The sliding squares are of similar quality and when compared against my
Starret, appear to be dead on.
As to the engineer squares, I have a set of three (India) that I use all
the time for setups and checks (paid about $20 a few years ago). I'd
imagine the ones you are looking at could be no worse than these.
My main goal with buying these "cheap" squares was to have something
that I won't fret over if dropped. The bodies/blades don't seem hardened
as they dent easily, but they serve their purpose well (for me). They
check out as square "enough" on both the inside and outside.
Seeing cheap tools like these compared against quality products shows
they cut corners typically by avoiding and further heat treating of the
metals and skimping on quality printing. As stated, the iGaging rules I
own use excellent etched markings.
They're the same Asian machinist squares you'll see at Grizzley or on
Amazon and eBay for around the same price or more. Except they get
their etched with a logo. :-)
They are either flat and square or not and with no moving parts, there's
not much that can go wrong.
I have yet to come across a generic combination square that was square.
I've gone through the shelves at Woodcraft and none of their generics
That's something I've lacked and will probably end up laying down the
cash for a Starrett at some point.
"Playing is not something I do at night, it's my function in life"
Combination squares are easily adjusted if they are not square.

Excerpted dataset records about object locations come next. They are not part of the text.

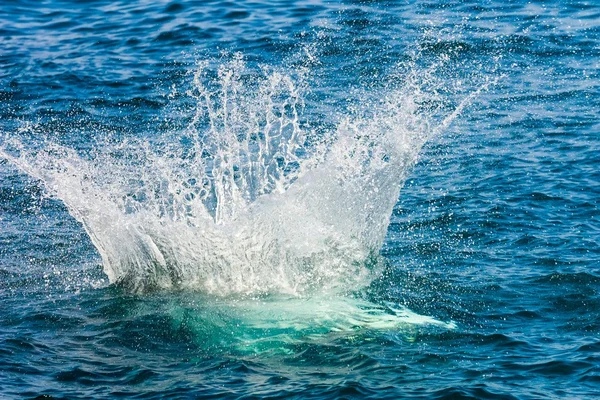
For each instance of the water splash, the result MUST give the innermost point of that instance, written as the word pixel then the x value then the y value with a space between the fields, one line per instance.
pixel 248 197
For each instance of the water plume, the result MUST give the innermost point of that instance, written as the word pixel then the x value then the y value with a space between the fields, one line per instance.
pixel 249 196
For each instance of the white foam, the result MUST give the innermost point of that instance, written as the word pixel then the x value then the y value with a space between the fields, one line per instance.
pixel 248 198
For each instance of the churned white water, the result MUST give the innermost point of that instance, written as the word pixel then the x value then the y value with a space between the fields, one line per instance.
pixel 249 197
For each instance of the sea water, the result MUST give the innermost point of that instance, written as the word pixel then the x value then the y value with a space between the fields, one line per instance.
pixel 349 199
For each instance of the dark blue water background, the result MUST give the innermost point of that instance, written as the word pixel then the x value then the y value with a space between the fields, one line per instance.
pixel 497 228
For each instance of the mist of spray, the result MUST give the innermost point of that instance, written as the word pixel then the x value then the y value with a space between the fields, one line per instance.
pixel 249 197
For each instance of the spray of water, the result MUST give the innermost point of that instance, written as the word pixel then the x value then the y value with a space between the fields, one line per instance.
pixel 248 197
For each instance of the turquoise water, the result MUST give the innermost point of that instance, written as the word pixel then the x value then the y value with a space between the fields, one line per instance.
pixel 299 199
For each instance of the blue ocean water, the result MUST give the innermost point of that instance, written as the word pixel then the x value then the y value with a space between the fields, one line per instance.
pixel 343 199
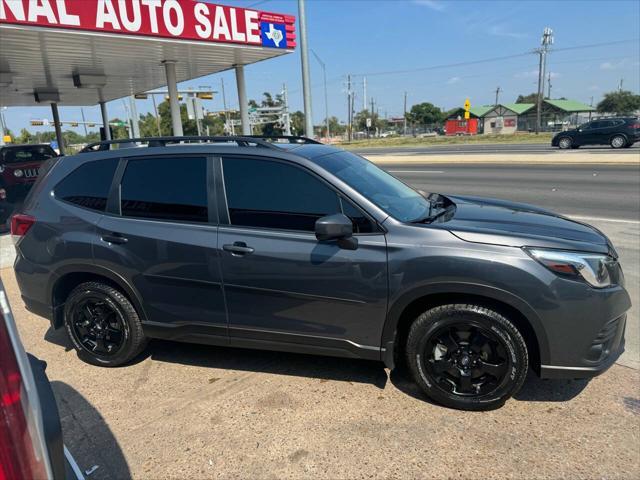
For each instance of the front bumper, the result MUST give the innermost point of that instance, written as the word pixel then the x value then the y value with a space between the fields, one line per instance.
pixel 603 352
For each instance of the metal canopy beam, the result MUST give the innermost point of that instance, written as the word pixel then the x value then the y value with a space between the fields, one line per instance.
pixel 41 58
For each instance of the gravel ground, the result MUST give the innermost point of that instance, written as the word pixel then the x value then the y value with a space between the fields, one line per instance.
pixel 188 411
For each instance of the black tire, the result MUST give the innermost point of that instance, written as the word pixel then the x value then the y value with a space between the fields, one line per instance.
pixel 505 352
pixel 565 143
pixel 103 325
pixel 618 141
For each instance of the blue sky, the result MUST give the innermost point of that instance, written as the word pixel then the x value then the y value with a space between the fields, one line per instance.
pixel 410 38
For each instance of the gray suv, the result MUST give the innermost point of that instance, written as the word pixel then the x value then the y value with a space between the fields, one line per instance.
pixel 302 247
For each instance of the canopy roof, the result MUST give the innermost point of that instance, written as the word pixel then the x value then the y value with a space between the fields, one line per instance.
pixel 115 53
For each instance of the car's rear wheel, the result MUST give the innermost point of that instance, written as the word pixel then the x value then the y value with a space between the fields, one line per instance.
pixel 618 141
pixel 466 357
pixel 565 143
pixel 103 325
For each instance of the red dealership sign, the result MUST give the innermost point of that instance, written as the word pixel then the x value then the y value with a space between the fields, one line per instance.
pixel 171 19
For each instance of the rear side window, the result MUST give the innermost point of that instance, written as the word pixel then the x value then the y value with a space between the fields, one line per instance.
pixel 168 188
pixel 88 185
pixel 269 194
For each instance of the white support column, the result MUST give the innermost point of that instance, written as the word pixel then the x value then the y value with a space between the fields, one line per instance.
pixel 172 86
pixel 105 121
pixel 58 127
pixel 135 124
pixel 242 100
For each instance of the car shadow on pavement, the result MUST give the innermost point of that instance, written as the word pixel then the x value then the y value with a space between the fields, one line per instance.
pixel 88 437
pixel 534 389
pixel 58 337
pixel 265 361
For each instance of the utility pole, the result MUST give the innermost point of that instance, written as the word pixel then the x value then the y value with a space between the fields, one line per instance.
pixel 135 125
pixel 547 39
pixel 2 142
pixel 349 95
pixel 84 122
pixel 306 83
pixel 228 122
pixel 405 114
pixel 326 98
pixel 287 121
pixel 364 93
pixel 155 110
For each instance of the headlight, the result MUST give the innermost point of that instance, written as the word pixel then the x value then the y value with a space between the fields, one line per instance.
pixel 594 268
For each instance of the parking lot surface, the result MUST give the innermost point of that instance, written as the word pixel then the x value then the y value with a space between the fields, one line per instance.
pixel 189 411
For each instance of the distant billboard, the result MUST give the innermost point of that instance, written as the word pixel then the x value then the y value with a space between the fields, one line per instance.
pixel 168 19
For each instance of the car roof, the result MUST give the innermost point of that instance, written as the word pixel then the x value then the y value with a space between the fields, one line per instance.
pixel 7 147
pixel 309 151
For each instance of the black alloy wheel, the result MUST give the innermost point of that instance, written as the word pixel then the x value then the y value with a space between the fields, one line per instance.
pixel 466 356
pixel 103 325
pixel 98 326
pixel 466 359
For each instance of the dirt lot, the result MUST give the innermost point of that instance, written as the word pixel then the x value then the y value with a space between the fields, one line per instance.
pixel 186 411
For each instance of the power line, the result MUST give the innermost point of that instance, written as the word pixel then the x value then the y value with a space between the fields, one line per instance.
pixel 492 59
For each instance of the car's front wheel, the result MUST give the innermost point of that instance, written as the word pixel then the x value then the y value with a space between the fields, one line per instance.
pixel 103 325
pixel 618 141
pixel 565 143
pixel 466 357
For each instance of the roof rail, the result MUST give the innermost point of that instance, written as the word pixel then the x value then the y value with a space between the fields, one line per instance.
pixel 242 141
pixel 284 139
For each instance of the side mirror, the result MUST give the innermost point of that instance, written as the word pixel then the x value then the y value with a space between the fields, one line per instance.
pixel 336 227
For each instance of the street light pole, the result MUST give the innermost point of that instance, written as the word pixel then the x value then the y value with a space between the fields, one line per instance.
pixel 326 98
pixel 306 83
pixel 547 39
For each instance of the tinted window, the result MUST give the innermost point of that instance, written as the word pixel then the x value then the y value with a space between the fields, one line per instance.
pixel 88 185
pixel 269 194
pixel 361 223
pixel 386 191
pixel 165 189
pixel 27 153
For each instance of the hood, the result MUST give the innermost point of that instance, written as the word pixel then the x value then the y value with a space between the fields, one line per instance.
pixel 500 222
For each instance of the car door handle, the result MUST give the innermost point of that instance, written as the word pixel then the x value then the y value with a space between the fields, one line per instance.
pixel 238 248
pixel 115 239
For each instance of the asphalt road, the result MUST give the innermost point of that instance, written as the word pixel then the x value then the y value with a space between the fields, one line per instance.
pixel 600 191
pixel 191 411
pixel 481 148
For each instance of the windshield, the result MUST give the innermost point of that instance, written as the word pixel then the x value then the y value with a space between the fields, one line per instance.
pixel 387 192
pixel 30 153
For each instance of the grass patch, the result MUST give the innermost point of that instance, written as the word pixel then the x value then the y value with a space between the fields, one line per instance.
pixel 542 138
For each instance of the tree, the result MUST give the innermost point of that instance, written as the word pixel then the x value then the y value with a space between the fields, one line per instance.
pixel 24 137
pixel 621 102
pixel 425 114
pixel 531 98
pixel 335 127
pixel 297 123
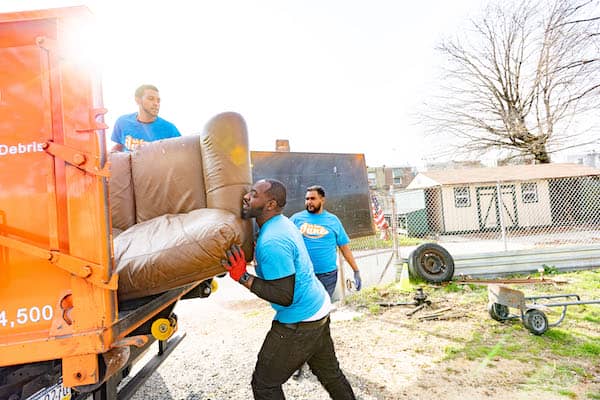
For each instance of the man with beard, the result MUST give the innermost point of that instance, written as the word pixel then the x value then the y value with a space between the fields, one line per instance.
pixel 132 130
pixel 300 329
pixel 323 233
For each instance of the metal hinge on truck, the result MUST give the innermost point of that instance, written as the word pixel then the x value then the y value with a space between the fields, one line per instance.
pixel 77 266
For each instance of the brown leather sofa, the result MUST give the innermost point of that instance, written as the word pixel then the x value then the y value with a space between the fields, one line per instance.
pixel 176 206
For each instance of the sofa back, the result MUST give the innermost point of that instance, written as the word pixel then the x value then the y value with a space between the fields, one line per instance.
pixel 178 175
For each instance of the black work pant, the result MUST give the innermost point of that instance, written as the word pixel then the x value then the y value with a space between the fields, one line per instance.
pixel 286 348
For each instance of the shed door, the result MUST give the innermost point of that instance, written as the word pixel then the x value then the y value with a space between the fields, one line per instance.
pixel 488 209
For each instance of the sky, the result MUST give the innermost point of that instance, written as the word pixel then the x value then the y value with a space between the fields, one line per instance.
pixel 333 76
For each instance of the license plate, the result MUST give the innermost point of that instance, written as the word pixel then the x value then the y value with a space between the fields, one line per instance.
pixel 56 392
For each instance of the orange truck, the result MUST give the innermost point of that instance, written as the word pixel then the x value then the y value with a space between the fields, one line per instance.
pixel 64 331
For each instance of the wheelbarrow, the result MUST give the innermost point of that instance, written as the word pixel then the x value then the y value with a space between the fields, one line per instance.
pixel 501 298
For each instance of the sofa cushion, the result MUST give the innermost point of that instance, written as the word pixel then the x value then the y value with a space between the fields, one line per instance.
pixel 168 177
pixel 174 250
pixel 122 204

See
I used a few light strokes with a file to adjust my $8 Empire version
about 25 years ago. After many projects, drops, and rough usage it is
still square. My Starrett mostly stays in the tool chest unless I need
measurements accurate to 1/64.
I'd require engineer's squares to be square out of the box. It's too
much work to fix a bad one, I'd make my own from scratch first.

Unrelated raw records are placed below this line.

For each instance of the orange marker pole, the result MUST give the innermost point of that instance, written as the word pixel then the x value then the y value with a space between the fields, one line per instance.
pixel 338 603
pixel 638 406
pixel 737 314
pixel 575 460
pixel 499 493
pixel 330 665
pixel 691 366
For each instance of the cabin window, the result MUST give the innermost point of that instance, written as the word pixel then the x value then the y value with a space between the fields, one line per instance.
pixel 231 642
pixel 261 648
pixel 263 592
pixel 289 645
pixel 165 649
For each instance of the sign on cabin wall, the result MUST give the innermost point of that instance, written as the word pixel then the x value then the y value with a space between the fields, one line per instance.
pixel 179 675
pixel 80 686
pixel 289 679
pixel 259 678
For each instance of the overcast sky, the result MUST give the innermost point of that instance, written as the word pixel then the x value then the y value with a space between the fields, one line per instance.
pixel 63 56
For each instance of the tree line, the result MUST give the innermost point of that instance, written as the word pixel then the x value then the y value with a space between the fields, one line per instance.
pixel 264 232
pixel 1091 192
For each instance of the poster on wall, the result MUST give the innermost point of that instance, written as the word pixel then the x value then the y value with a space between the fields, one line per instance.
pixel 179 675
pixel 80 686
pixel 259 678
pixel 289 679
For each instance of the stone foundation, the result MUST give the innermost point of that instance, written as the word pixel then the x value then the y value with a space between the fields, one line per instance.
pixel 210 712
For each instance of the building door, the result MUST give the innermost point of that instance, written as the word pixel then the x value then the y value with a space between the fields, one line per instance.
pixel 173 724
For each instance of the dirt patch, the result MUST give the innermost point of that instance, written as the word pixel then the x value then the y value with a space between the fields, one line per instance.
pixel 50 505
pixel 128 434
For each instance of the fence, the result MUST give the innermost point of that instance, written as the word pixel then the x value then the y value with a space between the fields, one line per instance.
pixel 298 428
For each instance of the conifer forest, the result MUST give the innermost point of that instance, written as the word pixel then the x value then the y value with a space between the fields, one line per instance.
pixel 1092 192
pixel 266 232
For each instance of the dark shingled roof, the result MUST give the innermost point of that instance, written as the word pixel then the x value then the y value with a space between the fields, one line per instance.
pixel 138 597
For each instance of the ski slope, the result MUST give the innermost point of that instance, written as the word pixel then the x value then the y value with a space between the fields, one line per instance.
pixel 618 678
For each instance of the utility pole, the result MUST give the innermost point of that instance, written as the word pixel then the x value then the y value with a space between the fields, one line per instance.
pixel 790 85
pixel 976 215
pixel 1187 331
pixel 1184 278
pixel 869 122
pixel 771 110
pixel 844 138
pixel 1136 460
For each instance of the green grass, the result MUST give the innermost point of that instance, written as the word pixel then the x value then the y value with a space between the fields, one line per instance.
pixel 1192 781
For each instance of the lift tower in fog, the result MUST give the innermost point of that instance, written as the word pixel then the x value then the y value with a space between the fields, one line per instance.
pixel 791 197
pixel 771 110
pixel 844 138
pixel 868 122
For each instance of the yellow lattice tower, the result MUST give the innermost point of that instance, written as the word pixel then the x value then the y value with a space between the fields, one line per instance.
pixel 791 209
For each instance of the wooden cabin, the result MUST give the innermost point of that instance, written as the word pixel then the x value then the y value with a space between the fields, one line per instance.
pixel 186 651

On Monday, May 28, 2018 at 11:28:23 AM UTC-4, -MIKE- wrote:
This is almost too funny.
If you buy them at the link I provided, they send you through Amazon Pay.
You log in using your Amazon id and your shipping cost appears. $8.97 for
USPS. Total: $38.97
Instead you can go directly to Amazon and buy them for $37.95 with "free"
shipping. A $1.02 cheaper *and* you get the logo. ;-)
In any case (no pun intended) I'm going to try these instead.
(Amazon.com product link shortened)
Then choose the "other sellers" option. $41.74 with free shipping.
For an extra $3.79, you get 4 squares instead 3 and a wooden case. More
reviews and a higher percentage of 5's vs. 4's.